Overcoming this limit would provide unexpected new knowledge from areas such as cell biology or chemistry, since it would then be possible to observe molecules in real time. This is exactly what researchers led by Prof. Dr. Stefan Hell from the Max Planck Institute for Biophysical Chemistry and his US colleagues Eric Betzig and William Moerner through the development of the STED microscope, for which they also received the Nobel Prize in Chemistry in 2014. Resolutions up to 20 nm and live images from inside a cell were now possible. This very informative video by the Max Planck Society illustrates how exactly fluorescence-based STED microscopy works.
In principle, very simple: if you want to observe certain molecules with high resolution, you first mark them with a fluorescent dye, which binds to this molecule and lights up in a certain color when irradiated with a laser. However, if the molecules are now very close to each other, they will of course all light up, which leads to a single light spot and you cannot see anything. The trick is now to snap out some of the molecules again and thus reduce the intensity of the remaining molecules and thus increase the resolution. This is achieved by a second, dog-shaped laser, that is, a laser that emits a ring and leaves the molecules in the middle of the laser untouched, that is, switched on. An ingenious principle.

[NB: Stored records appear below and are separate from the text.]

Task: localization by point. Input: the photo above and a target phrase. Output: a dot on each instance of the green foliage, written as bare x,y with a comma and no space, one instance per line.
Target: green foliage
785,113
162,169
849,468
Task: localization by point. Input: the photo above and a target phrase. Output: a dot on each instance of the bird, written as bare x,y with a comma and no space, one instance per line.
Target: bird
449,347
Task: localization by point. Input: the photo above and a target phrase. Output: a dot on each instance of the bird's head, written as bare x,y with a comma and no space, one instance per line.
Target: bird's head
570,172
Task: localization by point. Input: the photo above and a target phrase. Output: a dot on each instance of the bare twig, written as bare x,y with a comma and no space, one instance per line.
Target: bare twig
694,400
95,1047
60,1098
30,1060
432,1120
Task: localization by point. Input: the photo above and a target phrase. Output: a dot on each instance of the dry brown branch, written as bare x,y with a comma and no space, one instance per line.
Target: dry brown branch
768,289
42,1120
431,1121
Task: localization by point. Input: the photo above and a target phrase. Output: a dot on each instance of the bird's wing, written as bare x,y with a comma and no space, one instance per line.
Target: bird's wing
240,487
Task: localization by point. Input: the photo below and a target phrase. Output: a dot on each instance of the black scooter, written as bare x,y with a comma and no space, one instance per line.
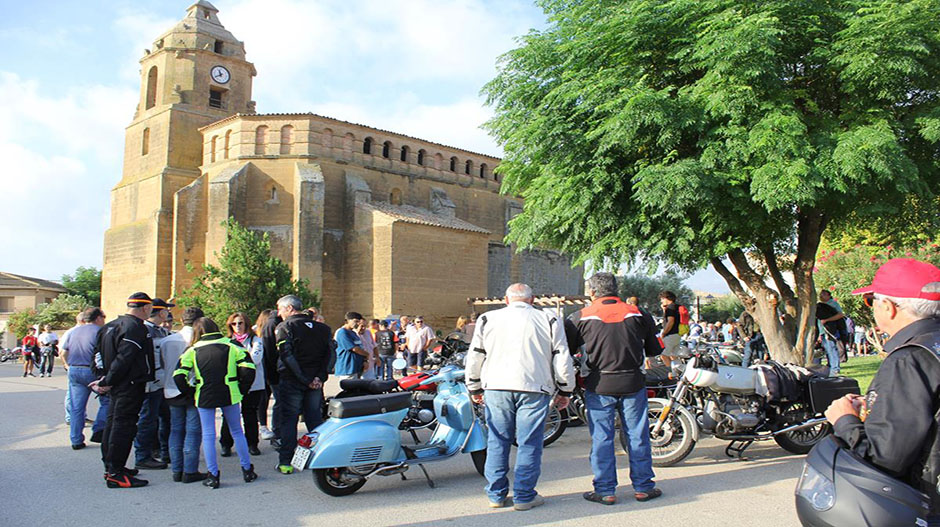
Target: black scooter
839,489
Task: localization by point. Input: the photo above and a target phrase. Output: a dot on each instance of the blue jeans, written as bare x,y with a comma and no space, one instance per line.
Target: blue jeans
385,368
518,416
633,410
79,392
832,355
755,345
185,436
296,399
232,414
147,426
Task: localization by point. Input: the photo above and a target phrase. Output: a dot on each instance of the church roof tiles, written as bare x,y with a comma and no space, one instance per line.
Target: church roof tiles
409,214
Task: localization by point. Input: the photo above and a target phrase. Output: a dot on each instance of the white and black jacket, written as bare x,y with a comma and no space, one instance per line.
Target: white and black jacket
519,348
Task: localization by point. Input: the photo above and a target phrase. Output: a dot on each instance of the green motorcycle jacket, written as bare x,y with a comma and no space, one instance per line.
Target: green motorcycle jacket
223,371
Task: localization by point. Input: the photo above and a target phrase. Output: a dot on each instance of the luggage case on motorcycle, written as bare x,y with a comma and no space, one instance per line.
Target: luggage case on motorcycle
824,390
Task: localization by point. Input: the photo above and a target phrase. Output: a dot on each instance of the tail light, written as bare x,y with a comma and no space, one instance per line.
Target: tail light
309,440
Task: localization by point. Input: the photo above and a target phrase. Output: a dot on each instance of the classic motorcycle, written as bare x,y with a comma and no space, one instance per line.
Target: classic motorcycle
723,400
361,439
837,488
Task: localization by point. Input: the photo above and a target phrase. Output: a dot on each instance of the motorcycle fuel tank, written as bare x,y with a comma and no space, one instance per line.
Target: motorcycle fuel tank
735,379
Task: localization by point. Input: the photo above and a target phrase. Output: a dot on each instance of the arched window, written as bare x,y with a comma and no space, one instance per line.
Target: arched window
286,138
151,99
260,134
145,142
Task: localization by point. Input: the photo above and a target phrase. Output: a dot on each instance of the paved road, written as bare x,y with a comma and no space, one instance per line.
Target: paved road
44,482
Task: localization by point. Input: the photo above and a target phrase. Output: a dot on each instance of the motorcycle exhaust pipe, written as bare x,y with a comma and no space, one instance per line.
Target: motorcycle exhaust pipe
390,468
807,424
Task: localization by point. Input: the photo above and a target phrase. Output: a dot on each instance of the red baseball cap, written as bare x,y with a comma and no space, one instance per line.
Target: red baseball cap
903,278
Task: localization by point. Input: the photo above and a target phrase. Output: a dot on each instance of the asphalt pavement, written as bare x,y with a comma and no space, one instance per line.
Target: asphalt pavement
43,482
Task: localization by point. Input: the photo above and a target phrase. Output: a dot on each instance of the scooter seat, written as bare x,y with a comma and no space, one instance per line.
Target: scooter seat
368,385
368,405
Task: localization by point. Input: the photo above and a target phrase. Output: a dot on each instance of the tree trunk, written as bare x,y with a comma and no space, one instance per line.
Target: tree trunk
790,333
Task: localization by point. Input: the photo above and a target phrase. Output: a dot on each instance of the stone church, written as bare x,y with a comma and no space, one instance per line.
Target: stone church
378,222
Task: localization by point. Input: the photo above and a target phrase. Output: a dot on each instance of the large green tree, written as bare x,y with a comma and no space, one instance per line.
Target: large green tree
719,131
247,278
85,282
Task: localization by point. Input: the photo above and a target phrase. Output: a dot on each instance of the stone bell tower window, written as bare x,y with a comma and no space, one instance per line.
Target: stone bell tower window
151,99
215,98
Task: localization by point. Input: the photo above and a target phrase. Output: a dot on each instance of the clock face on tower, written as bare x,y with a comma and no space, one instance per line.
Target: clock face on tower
220,74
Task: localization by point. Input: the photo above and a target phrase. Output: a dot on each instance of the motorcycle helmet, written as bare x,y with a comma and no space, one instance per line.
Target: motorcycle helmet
701,372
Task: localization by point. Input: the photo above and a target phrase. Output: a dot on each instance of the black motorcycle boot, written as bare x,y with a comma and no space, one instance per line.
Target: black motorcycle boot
249,474
212,480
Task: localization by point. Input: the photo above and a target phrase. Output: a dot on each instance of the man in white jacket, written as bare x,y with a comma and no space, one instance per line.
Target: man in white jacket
518,359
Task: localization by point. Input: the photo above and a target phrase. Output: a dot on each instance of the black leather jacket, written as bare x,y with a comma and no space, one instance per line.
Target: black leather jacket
899,433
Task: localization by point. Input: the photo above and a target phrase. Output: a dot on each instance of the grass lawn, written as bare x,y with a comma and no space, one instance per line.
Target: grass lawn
861,369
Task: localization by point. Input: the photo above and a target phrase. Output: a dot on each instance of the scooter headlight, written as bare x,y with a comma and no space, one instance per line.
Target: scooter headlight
816,488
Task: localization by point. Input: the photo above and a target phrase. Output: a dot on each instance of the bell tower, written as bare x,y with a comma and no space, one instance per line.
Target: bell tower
193,75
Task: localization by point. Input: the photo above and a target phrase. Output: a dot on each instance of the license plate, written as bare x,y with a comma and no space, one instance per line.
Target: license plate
301,457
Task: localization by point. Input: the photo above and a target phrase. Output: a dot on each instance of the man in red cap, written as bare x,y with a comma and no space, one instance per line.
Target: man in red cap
895,426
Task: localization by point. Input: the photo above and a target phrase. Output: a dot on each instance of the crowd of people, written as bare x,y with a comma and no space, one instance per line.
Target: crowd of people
160,390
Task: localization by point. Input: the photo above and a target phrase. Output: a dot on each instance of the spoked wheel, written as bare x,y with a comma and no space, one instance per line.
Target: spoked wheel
675,440
337,481
803,440
555,424
479,460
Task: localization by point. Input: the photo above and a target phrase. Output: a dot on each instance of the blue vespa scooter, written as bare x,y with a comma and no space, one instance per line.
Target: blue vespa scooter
362,439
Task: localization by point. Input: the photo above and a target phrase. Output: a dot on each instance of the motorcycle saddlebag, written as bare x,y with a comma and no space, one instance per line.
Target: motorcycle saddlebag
824,390
369,405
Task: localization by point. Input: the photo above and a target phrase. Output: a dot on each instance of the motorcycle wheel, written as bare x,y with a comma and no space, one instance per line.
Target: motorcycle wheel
331,481
555,425
479,460
675,441
802,441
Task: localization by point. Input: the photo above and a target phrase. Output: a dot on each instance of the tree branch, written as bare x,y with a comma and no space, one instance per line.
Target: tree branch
736,287
747,273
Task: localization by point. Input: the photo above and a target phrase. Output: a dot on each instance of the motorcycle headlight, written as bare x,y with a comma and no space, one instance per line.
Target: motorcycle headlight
816,488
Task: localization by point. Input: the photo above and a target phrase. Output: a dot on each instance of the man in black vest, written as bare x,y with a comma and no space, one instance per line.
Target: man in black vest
895,425
126,350
303,358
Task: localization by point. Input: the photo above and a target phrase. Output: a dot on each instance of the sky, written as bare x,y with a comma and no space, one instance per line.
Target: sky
70,77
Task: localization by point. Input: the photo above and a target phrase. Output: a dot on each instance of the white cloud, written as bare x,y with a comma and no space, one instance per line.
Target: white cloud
61,153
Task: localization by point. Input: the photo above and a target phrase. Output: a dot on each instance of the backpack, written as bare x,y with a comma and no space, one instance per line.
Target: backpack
683,321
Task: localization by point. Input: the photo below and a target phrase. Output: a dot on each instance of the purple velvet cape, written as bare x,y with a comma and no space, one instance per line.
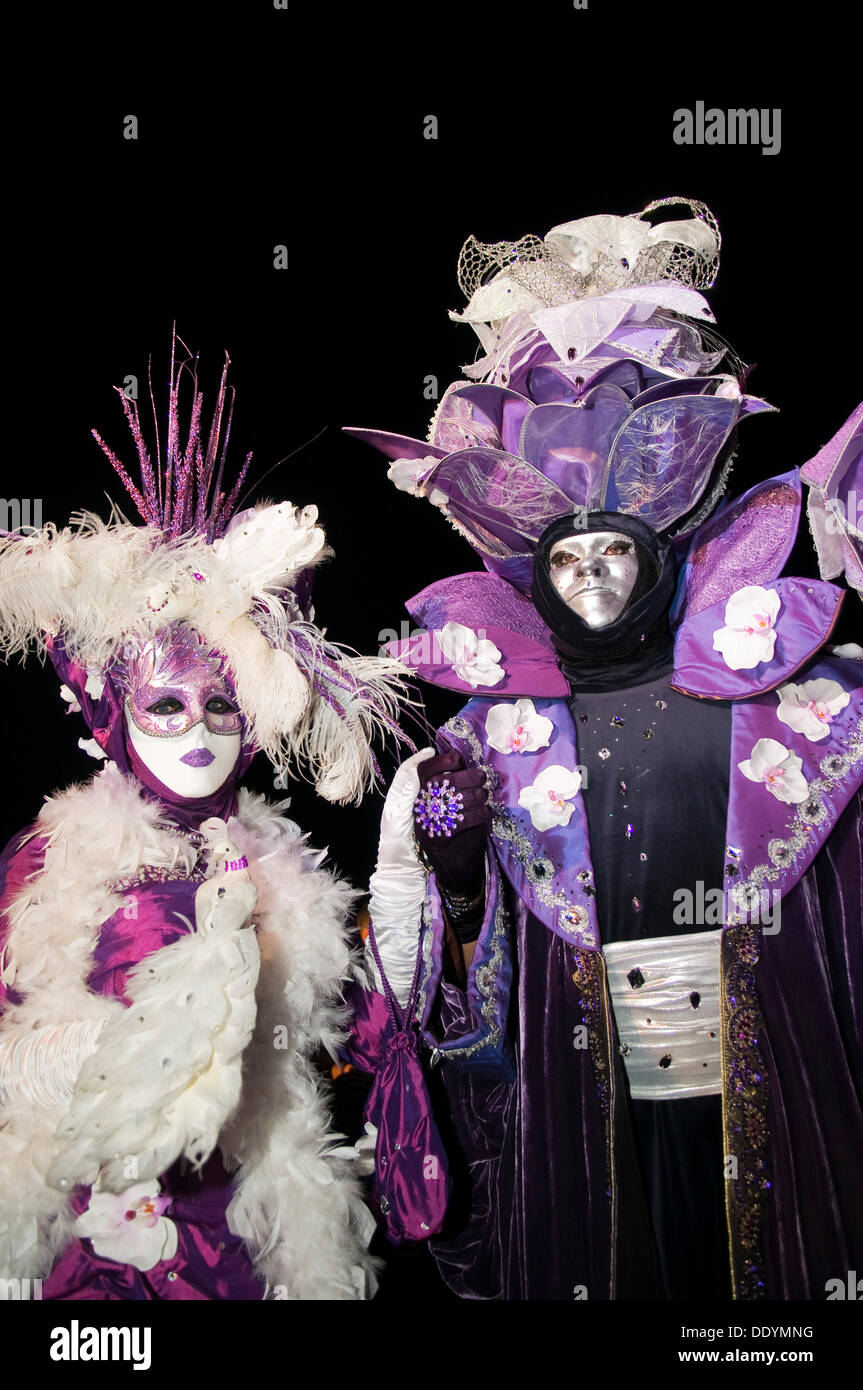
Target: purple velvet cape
541,1147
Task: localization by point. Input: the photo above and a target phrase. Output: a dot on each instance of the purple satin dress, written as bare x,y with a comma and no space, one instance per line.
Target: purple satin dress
209,1262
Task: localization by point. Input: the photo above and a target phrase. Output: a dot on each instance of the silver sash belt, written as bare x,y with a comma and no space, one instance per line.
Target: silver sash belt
666,998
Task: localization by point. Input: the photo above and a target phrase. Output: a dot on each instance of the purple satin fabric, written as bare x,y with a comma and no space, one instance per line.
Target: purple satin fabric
528,666
541,1204
803,623
210,1262
745,542
478,601
810,990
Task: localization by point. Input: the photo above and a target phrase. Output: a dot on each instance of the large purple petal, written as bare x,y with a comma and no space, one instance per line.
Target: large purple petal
662,460
570,444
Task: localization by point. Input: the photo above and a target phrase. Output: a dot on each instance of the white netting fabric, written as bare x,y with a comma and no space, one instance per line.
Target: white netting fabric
530,262
542,267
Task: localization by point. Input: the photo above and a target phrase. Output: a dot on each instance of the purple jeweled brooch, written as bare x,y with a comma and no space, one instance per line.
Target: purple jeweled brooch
438,808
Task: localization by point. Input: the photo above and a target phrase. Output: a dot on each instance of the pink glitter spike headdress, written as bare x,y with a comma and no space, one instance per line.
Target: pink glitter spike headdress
229,576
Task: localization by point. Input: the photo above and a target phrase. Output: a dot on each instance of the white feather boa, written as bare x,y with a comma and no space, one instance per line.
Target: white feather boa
298,1208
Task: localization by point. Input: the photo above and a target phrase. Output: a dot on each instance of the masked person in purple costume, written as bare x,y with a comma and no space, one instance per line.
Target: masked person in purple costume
174,954
641,940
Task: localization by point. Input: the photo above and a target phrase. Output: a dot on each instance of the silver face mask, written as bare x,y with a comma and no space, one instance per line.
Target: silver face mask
595,573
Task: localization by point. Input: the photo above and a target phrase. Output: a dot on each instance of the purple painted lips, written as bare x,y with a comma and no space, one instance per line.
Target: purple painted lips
198,758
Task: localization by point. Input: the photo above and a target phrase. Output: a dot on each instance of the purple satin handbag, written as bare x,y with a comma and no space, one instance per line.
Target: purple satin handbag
412,1176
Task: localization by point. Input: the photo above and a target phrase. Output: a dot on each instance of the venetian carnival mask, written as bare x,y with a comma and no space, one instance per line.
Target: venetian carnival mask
181,713
595,573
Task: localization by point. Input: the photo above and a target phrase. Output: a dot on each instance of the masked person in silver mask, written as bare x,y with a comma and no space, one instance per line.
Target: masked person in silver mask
652,1087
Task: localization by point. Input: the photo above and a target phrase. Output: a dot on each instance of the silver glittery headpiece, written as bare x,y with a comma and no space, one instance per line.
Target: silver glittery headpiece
591,256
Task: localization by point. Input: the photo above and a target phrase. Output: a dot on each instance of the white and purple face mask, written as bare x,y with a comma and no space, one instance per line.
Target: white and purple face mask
181,713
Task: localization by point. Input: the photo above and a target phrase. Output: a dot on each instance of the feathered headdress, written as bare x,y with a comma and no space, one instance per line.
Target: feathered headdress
238,578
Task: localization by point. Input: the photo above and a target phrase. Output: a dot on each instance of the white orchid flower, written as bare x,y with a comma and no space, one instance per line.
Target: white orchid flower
810,708
474,659
778,769
129,1226
517,727
549,799
748,635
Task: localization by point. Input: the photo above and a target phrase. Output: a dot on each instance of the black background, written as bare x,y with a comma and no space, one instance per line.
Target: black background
259,127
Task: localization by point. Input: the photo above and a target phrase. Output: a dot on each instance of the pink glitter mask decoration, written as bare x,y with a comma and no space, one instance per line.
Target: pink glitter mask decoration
181,713
175,683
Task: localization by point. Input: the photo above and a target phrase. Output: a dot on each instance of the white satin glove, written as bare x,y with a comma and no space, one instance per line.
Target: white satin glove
399,883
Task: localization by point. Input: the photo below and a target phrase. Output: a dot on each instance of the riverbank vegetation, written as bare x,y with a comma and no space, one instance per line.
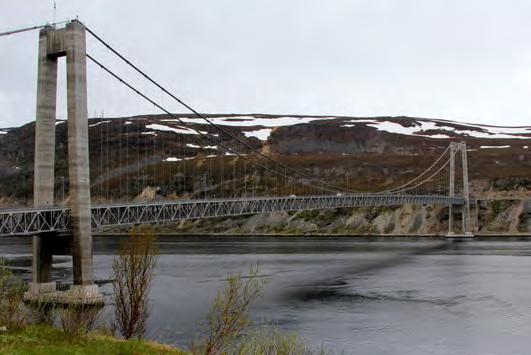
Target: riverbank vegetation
50,329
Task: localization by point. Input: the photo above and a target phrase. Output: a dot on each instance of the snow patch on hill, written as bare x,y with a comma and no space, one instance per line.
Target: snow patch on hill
261,134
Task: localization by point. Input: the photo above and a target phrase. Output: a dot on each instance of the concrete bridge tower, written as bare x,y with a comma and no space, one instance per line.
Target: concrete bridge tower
54,43
465,212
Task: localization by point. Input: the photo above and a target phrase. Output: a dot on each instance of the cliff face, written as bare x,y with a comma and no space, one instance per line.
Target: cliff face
166,160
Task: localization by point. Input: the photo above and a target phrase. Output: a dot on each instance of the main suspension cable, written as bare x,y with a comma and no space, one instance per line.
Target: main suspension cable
202,134
223,131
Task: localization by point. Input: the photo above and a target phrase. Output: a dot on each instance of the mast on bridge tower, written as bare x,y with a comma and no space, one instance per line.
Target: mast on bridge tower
66,42
454,149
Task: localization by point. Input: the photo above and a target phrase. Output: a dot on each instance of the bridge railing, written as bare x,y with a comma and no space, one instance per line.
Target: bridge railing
40,220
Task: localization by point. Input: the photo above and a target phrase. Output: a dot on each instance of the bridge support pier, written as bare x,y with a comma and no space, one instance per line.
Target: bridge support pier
55,43
465,213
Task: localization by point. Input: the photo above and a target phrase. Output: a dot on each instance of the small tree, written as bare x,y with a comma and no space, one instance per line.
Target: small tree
229,316
13,313
133,271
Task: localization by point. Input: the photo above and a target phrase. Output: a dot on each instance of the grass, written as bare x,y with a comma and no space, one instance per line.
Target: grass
50,340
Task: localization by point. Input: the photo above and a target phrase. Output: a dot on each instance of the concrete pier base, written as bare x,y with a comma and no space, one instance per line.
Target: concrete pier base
77,295
452,235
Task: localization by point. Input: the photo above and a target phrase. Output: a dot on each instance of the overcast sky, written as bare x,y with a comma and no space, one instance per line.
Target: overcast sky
466,60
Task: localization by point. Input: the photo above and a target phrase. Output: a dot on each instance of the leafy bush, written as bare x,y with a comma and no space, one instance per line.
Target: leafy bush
133,271
13,313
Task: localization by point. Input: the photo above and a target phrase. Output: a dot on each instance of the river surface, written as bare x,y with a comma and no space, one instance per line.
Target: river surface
352,295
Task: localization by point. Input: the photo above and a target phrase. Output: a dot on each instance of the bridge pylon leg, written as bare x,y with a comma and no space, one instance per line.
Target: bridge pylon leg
54,43
465,213
43,186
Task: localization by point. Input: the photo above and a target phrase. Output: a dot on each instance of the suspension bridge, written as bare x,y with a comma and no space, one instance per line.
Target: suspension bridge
206,169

Thanks to scientists like the ones mentioned above and many others who put their time into improving so-called nanoscopy, basic research experienced an enormous upswing. Since standstill is foreign to scientists, the development of nanoscopy also continued. With the MINFLUX system, in which Prof. Hell is also involved, the journey continues into the depths of the microcosm, now to an incredible 2.1 nm or 1.2 nm resolution.